記憶しておくのももちろん大切ですが、月に200人、300人担当していると全部覚えておくというのも限界があります。
お客様のご自宅でのケア方法
お客様がご自宅でのケア方法として行っていることを記載します。
使っているシャンプー、ケア用品、ドライヤーなど何を使用しているか、ドライヤーのかけ方などどうしてるのかなど。それを基にご提案した内容など記載しましょう。
これは店販に繋がります。
③店販を強化する
店販が得意な美容師もいますが、苦手な人が多い印象です。
当社のおよそ30名いる美容師の売上ランキングにおいて、月に店販売り上げ10万円以上あげている人はほぼいません。ちなみに私は平均で毎月20万以上販売しています。

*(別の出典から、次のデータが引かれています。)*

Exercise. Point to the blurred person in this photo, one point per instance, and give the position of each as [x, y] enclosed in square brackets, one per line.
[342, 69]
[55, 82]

物を売ることを苦手とする美容師は「罪悪感」が要因の1つでしょう。
洋服屋さんなどで店員さんに声をかけられるのがイヤだと感じる人も多いかと思います。
その場合、売りつけられると感じるからだと思いますが、その感覚と同じで美容室の店販も「売りつけられる感」を与えてしまうのではないか?と美容師が思い込んでるケースがあります。
自分がされたら嫌なことは人にしないという思いから、なかなか店販に踏み出せない、という美容師も多いのではないでしょうか。
そのような場合、視点を変えてみましょう。それはお客様の髪の状態を次のご来店まで責任を持つということです。
お客様が美容室にご来店する周期は早くても1ヶ月程度です。
1年365日のうち、来店した12日しかお客様の髪が綺麗な状態がないのは悲しくないですか?
担当のお客様の髪がいつでも美しく、カッコよくいて欲しいですよね?そのためには良いホームケア剤が必要です。
お客様の髪が常に綺麗な状態でいられればお友達などにも褒められることも増えるでしょう。
そうなればお客様も褒められるたび思い出してくれるきっかけにもなり、紹介に繋がったりすることもあるでしょう。
そのような観点からも店販はとても大切なのです。
美容室で販売している商品と、ドラッグストアの商品は何が違うのか。それは価格と中身の性質です。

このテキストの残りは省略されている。